The war on poaching is complex and detailed. For those of you who are newer to the poaching crisis, here is a brief list of key players who are mentioned regularly.
Jacob Zuma-South African president
Not known for taking an active role in the with the people, let alone the poaching crisis, Zuma is a controversial president. He has spent 23 million taxpayer money on expansion of his own private residence.
His mention of poachers in his Feb address was “Our law enforcement agencies are working hard to arrest this scourge. We have reached agreements with China, Vietnam, Kenya, Mozambique and other countries to work together to stop this crime. We thank the business community and all South Africans who participate in the campaign to save rhino.”
Edna Molewa – South African Minister of Water and Environmental Affairs
Molewa was appointed by President Zuma in 2010. She represents the country on environmental affairs, including the issue of poaching. As an extension of Zuma’s government, her statements and efforts are at times questionable as well.
Molewa’s comment on legal trade- “Experts are working on structure to look at the stockpiles that we have and not bennefitting anybody, yet people are killing rhino for these horns that we have elsewhere. It’s a proposal moving towards possible trade.”
Johan Jooste – Commanding Officer of Special Projects at SANParks
Jooste was introduced to head up anti-poaching efforts in Kruger in 2012. As a retired major-general, he has likened the poaching crisis to an “insurgency war”. He has implemented strategies including drone use, intelligence gathering and troop placement, being so bold as to state he will lessen poaching by 20%.
Jooste stated “We want ultimately to have more successes outside the park than in. Once poachers are inside the park, it’s too late… The ultimate victory of this war won’t be determined in the bush, but in the boardroom, in the courtroom.
CITES – the Convention on International Trade in Endangered Species of Fauna and Flora
CITES is an international agreement between governments that was created as a measure to protect endangered wildlife. It is voluntary, and does not supersede a countries own laws.
The countries who are part of the group meet once every 3 years to discuss the current situation for any given fauna or flora listed. Each species listed is given a rating of Appendix I , Appendix II or Appendix III depending on the need.
You may recognize this from one of the petitions circulating to ask CITES not to lift the ban on rhino horn trade.
SANParks – South African National Parks
SANParks manages a group of parks in SA, including Kruger National Park, which is the largest and oldest. They have been in existence for 110 years, trying to balance conservation and tourism.

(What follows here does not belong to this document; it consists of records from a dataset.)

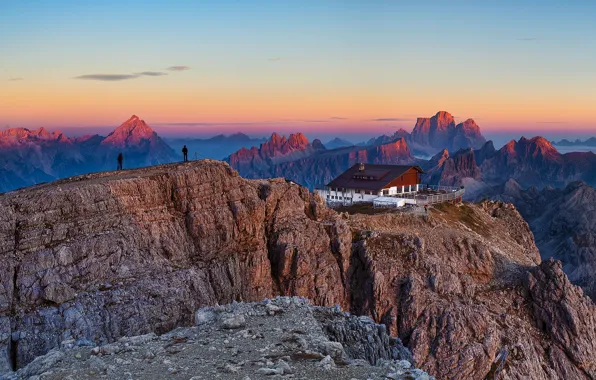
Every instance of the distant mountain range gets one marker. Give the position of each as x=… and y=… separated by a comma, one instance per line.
x=591, y=142
x=530, y=162
x=33, y=156
x=564, y=225
x=338, y=143
x=217, y=147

Of course, Kruger is also the epicenter of the poaching war. With the majority of the world’s surviving rhino, they too are the area with the majority of the poaching incidents.
KWS – Kenya Wildlife Service
KWS was established in 1990 to conserve and manage Kenya’s wildlife. They manage the majority of parks and reserves in Kenya, with the Masai Mara being the one exception. They operate in differing branches of community, security (i.e. rangers) and veterinary.
They run several programs to help in conservation, including elephant and rhino projects.